Although the broken bolts on the flange of the intermediate pressure governing valve of a steam turbine generator passed the mechanical strength and impact toughness spot checks at room temperature, both failed to qualify in the test at the operating temperature of 540 ℃.

(3) Influence of metallurgical defects of materials on bolt fracture

The presence of looseness, bubbles, slag inclusions, and internal cracks in bolt materials significantly decreases the actual allowable stress of the materials.

Macro and micro analysis of the fracture surface of high-strength bolts shows that after the fracture begins at the crack source, the process expands rapidly and unstably until it breaks. This occurs because the material contains numerous micro defects, such as microcracks and micropores, which reduce the actual allowable stress and are also a prerequisite for rapid and unstable crack growth.

The formation of these microcracks is related to incomplete degassing and slagging during smelting, as well as incomplete elimination during subsequent forging.

2.4 Analysis of service factors and frequency affecting bolt fracture

The main factors that contribute to bolt fracture during use include pre-tightening force, uneven tightening force, improper tightening methods, installation issues, and other related problems.

Out of the 92 recorded occurrences, these three issues were responsible for 69 incidents, accounting for 75.0% of cases, as shown in Table 8.

(1) Effect of pre tightening force on bolt fracture

The seal structure of a clamp connection is inaccessible due to high temperature and high pressure conditions.

To tighten the clamp bolt, the operator uses a special wrench that is approximately 1 meter long until it cannot be tightened any further. However, this causes the bolt preload to exceed the allowable stress of the bolt.

Once the pipeline pressure rises, the bolt stress increases even further, ultimately resulting in the bolt breaking in a short amount of time.

In the case of a group of connecting rod bolts, if one bolt lacks sufficient preload, a large gap will form between the connecting rod journal and the bearing bush.

Under high-speed crankshaft operation, the bolt will endure large alternating impact loads and bending moments, leading to fatigue and fractures. The load must then be transferred to another bolt, which will also become overloaded and fracture in turn.

(2) Uneven fastening force and improper fastening method

During compressor maintenance, the maintenance personnel did not use a torque wrench to apply the designed pretightening force to the bolts. Instead, they used a solid head wrench and a sledgehammer to apply force, relying solely on their experience to estimate the correct amount of pressure.

As a result, the pretightening force applied to the bolts was inconsistent. The bolts located in areas that were convenient for hammering received greater pretightening force, while those in less accessible areas received less force.

After analyzing the fracture distribution of the compressor cylinder head bolts, it was found that most of the bolts located in the convenient hammering location had broken, which is consistent with the analytical results.

3. Conclusion

(1) The quality objectives for the life cycle of mechanical products are based on achieving the life cycle quality of all their parts, including bolts. An innovative approach is to establish the concept of part-level life cycle quality and identify the influencing factors of bolt fracture.
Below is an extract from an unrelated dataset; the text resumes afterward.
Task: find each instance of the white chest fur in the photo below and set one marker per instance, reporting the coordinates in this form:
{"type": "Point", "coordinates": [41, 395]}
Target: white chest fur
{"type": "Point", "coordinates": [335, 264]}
(2) The life cycle quality of bolts is influenced by multiple stages and factors. Establishing a set of factors that affect bolt fracture can aid in the overall planning and selection of these factors, thereby achieving the life cycle quality objectives of bolts.

(3) There is a need to continuously enhance the set of influencing factors of bolt fracture, as well as supplement and revise the teaching materials and relevant documents to support the practice of the concept of life cycle quality for bolts and mechanical products.